Kirha Planner

A fine-tuned Qwen3-8B model that generates complete tool execution plans from natural language queries in a single pass.

Why Tool Planning?

Traditional agentic systems let the LLM call tools iteratively until it finds the right data. This leads to unpredictable costs, high latency, and bloated context windows.
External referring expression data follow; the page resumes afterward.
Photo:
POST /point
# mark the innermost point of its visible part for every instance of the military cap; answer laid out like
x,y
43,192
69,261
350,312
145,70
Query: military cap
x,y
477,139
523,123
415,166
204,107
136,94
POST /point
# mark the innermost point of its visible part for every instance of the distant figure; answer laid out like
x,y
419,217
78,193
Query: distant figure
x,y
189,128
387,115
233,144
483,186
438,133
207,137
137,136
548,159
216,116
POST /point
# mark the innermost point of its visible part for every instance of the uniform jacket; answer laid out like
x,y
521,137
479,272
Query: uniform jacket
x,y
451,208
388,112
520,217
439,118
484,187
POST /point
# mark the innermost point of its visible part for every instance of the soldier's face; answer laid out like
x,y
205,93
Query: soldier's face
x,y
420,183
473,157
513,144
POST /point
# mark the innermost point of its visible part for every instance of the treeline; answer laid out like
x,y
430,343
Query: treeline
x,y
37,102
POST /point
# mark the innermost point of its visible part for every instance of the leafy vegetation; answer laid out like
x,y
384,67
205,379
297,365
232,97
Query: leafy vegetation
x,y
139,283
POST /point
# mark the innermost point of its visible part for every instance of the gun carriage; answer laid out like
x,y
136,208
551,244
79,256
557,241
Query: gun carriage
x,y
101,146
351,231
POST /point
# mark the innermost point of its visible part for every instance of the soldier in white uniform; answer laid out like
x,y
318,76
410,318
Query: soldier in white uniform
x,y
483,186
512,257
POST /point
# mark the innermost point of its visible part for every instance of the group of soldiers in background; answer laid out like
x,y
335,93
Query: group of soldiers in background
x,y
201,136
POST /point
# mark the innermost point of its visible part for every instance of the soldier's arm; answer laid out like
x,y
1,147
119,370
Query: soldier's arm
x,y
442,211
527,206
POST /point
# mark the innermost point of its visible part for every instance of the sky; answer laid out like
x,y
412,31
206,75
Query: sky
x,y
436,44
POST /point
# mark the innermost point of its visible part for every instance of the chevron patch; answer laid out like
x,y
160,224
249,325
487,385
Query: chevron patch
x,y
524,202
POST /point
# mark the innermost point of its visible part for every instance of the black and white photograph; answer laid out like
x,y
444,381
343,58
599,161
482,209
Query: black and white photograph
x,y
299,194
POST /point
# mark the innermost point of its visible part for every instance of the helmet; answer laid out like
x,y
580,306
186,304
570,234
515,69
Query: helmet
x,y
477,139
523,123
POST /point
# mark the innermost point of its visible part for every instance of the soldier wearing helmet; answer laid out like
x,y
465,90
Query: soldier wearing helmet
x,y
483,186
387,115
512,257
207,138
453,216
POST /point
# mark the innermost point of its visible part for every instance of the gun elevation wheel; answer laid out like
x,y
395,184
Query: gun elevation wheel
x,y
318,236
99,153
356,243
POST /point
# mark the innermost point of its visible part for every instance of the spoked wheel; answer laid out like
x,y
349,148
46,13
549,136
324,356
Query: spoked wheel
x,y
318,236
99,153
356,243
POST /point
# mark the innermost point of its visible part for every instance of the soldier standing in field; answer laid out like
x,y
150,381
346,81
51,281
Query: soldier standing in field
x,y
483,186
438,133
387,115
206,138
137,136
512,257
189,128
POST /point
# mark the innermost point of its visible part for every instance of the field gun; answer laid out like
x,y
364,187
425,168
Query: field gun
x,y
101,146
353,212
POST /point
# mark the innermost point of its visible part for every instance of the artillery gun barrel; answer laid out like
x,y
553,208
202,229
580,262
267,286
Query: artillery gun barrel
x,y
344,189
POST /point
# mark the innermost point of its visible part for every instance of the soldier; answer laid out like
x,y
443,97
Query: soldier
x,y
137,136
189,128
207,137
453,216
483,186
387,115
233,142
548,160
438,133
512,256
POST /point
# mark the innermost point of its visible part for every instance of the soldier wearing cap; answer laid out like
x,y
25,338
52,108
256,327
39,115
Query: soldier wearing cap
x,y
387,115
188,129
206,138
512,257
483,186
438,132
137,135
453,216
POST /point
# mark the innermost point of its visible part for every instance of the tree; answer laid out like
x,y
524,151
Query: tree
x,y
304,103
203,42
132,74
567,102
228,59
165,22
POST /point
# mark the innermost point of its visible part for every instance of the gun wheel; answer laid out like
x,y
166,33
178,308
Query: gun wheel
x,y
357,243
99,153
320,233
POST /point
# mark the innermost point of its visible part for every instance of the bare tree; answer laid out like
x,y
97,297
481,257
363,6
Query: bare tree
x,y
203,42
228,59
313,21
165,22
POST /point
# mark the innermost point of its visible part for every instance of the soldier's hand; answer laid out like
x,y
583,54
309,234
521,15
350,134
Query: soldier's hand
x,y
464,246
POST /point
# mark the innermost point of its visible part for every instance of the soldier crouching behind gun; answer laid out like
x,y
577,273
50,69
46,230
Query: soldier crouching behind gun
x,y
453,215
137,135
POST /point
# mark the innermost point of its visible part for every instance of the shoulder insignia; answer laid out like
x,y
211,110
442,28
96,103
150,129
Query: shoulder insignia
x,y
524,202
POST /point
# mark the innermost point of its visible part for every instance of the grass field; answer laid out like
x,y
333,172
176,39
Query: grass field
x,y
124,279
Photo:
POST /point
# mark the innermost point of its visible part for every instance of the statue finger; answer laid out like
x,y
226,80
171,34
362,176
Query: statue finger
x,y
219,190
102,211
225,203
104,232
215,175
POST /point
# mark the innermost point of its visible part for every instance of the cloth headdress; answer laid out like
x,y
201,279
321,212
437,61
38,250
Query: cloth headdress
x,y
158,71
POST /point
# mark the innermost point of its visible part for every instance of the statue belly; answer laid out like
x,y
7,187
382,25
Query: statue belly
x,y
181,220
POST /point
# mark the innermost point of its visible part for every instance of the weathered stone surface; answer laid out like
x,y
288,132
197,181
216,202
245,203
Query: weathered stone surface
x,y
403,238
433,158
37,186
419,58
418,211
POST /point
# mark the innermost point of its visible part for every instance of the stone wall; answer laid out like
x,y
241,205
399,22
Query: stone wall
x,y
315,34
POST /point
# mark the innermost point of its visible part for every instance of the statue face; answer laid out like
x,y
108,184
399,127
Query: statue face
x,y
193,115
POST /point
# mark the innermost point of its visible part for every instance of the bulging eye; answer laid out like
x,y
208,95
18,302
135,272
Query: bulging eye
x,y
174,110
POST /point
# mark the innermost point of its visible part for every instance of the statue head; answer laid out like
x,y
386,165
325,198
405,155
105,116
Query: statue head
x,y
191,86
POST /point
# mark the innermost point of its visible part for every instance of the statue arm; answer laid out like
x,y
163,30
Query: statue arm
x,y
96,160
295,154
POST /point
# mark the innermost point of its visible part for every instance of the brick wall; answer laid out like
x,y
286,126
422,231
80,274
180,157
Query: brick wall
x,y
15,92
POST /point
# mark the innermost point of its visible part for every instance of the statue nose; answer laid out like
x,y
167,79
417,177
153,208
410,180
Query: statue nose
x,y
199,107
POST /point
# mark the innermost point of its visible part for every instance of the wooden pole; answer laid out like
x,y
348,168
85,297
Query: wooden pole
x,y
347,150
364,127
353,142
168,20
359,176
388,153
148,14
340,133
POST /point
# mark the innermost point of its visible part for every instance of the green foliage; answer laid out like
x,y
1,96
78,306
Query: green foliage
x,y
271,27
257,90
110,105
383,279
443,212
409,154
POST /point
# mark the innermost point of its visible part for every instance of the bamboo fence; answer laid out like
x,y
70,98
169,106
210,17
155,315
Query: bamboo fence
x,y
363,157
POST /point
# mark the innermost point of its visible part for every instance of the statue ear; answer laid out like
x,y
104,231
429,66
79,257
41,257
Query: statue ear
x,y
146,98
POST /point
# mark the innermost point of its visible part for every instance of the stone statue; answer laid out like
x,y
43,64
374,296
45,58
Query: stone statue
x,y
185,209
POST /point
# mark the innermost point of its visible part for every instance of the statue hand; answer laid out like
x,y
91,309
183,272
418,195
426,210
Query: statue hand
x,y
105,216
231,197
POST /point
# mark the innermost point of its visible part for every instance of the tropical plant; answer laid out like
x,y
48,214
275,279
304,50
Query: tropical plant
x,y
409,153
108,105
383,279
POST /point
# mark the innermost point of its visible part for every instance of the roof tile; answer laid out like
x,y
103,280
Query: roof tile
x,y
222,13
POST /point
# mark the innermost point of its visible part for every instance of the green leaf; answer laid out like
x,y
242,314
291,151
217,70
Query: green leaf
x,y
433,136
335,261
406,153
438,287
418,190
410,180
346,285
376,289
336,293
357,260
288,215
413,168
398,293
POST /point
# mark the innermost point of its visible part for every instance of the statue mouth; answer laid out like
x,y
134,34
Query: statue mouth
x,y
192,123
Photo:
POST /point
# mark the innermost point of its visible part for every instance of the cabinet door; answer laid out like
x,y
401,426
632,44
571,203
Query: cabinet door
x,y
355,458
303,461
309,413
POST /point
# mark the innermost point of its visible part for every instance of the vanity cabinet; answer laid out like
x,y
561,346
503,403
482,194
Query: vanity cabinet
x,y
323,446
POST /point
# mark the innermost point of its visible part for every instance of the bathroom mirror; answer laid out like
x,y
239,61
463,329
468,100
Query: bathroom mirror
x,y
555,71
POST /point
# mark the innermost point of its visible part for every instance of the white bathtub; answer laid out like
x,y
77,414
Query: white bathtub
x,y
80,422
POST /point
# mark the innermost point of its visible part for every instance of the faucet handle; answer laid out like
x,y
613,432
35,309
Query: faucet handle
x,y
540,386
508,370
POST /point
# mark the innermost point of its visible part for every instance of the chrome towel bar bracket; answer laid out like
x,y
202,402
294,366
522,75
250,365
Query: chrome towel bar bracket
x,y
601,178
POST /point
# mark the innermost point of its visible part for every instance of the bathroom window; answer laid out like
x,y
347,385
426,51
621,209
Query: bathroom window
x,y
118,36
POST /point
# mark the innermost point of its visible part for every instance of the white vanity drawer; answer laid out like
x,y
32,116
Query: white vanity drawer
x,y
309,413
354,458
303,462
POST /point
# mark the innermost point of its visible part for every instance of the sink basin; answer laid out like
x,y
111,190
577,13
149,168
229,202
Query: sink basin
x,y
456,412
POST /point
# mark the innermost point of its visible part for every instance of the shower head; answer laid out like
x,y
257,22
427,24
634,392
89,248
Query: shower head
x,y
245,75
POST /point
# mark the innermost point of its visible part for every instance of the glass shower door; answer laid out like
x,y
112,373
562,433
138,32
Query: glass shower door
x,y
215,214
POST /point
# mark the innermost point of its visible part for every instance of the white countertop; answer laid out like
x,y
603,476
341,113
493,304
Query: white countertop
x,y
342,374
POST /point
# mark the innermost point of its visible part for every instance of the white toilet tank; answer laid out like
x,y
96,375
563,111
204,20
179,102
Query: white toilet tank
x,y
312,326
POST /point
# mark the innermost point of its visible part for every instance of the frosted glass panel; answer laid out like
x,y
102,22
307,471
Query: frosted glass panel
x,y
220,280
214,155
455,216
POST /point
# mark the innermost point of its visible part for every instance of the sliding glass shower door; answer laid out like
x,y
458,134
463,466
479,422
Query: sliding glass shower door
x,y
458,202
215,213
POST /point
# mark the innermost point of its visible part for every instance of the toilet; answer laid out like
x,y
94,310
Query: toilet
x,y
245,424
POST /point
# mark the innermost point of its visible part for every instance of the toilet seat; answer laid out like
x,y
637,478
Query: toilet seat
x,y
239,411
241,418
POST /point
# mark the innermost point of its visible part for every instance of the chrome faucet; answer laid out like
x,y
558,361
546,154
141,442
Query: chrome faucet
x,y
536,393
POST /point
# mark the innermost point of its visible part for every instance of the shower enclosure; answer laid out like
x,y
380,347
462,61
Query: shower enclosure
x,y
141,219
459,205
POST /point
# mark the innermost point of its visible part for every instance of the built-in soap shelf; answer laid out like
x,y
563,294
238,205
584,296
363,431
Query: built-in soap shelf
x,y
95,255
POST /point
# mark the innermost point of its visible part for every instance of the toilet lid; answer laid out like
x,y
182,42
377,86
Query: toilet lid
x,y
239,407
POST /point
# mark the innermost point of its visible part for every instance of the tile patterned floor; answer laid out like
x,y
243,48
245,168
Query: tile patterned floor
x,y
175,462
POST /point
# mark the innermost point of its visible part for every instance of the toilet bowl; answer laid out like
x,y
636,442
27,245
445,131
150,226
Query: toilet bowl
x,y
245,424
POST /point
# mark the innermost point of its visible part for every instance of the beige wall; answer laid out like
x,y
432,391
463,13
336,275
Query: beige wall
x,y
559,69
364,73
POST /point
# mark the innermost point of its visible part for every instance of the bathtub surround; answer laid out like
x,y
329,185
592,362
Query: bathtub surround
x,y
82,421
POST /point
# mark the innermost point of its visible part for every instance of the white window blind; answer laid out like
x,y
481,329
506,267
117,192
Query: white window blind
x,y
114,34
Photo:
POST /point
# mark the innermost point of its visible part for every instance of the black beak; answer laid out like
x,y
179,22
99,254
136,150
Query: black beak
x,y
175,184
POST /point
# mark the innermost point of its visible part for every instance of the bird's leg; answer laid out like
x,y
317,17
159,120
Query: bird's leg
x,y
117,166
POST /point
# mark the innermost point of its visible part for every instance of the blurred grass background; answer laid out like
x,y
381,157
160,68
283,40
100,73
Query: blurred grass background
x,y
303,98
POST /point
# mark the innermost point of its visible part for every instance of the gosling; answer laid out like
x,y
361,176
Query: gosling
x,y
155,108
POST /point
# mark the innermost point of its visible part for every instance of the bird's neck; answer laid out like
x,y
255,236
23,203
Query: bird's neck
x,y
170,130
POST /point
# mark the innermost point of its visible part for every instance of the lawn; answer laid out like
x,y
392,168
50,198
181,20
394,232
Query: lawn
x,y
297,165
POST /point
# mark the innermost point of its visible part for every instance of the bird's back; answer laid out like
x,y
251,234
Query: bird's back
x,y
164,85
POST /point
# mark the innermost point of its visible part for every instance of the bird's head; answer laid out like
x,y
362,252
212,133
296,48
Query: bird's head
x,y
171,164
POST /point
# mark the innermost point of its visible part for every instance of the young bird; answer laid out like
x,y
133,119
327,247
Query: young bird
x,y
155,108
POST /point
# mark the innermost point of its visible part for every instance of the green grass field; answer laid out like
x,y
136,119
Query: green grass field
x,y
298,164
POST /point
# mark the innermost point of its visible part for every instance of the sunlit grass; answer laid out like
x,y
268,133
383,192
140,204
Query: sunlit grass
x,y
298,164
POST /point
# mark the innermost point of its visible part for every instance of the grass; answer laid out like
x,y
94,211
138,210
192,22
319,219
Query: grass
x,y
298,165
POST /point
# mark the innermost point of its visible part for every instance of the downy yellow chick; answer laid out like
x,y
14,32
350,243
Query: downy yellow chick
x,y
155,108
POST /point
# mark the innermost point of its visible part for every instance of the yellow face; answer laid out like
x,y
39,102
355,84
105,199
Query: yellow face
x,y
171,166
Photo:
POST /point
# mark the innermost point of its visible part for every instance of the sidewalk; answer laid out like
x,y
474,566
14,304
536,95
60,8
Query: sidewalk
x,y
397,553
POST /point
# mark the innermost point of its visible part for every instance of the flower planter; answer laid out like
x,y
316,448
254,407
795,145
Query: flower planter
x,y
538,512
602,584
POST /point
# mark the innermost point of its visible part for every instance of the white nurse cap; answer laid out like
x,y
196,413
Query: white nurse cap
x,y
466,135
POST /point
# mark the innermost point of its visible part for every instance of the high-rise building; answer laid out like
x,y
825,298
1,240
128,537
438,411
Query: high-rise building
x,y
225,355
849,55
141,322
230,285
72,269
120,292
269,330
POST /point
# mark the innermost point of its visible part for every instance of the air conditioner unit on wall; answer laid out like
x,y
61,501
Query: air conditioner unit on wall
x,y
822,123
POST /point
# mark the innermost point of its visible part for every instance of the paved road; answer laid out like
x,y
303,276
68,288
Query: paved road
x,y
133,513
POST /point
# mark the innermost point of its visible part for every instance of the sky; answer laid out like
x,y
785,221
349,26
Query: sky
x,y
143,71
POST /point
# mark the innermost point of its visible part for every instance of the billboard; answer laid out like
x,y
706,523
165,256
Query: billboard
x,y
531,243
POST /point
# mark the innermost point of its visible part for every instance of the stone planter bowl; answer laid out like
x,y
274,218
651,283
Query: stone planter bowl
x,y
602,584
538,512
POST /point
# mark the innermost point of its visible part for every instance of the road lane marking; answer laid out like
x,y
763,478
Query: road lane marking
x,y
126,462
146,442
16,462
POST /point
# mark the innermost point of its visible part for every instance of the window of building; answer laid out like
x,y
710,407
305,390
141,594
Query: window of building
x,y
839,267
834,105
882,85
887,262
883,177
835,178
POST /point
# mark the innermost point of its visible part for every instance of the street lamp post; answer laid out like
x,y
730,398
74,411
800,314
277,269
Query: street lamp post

Tool Planning takes a different approach: analyze the request, build a complete execution graph, and only then execute. One LLM call produces the entire DAG — no back-and-forth.

This unlocks:

Cost predictability: the plan is known before execution, costs can be estimated upfront
Parallel execution: independent steps run concurrently, dependent steps chain automatically
Audit trail: every plan includes reasoning traces and a complete execution log

Composition with Output Schemas

Tool Planning relies on outputSchema, a capability now part of the official MCP specification. With output schemas, the planner knows what each tool returns before execution and can chain tools by matching output fields to input parameters. No exploratory calls needed.

Output format

Given a set of tools and a user query, the model outputs:

<think>
I need to find the largest USDC holder on Base, then get their PnL.
First I need the chain ID for Base and the USDC contract address...
</think>
<plan>
[
  {
    "thought": "Get the chain ID for Base",
    "toolName": "getChainId",
    "arguments": { "blockchain": "Base" }
  },
  {
    "thought": "Search for the USDC coin",
    "toolName": "searchCoin",
    "arguments": { "query": "USDC", "limit": 1 }
  },
  {
    "thought": "Get the USDC contract address on Base",
    "toolName": "getCoinPlatformInfo",
    "arguments": {
      "coinId": "{1.coins.0.id}",
      "platform": "base"
    }
  },
  {
    "thought": "Get the top holder of USDC on Base",
    "toolName": "getTokenHolders",
    "arguments": {
      "chainId": "{0.chainId}",
      "tokenAddress": "{2.contractAddress}",
      "limit": 1
    }
  },
  {
    "thought": "Get the PnL for this wallet",
    "toolName": "getWalletPnL",
    "arguments": {
      "address": "{3.holders.0.address}"
    }
  }
]
</plan>

Dependency references

Steps reference previous outputs using template strings:

{0.chainId} — field chainId from step 0
{1.coins.0.id} — nested path from step 1
{3.holders.0.address} — array access from step 3

Execution graph

Step 0: getChainId        Step 1: searchCoin
    │                         │
    │                         ↓
    │                     Step 2: getCoinPlatformInfo
    │                         │
    └────────────┬────────────┘
                 ↓
         Step 3: getTokenHolders
                 │
                 ↓
         Step 4: getWalletPnL

Steps 0 and 1 run in parallel. Step 3 waits for both 0 and 2. The executor resolves references at runtime.

Usage

Use the @kirha/planner TypeScript SDK to interact with this model. It handles parsing, validation, dependency resolution, and parallel execution of plans.

npm install @kirha/planner

Tools can come from any source, including MCP servers that have outputSchema defined.

See the SDK documentation for full usage examples.

Training

Base model: Qwen/Qwen3-8B
Method: QLoRA (4-bit NF4, LoRA r=64, alpha=128)
Format: Alpaca (instruction/input/output)
Dataset: kirha/planner-dataset

The model learns planning methodology rather than memorizing specific APIs, enabling zero-shot generalization to any tool catalog at inference time. Noise tools are injected during training to teach discrimination between relevant and irrelevant options.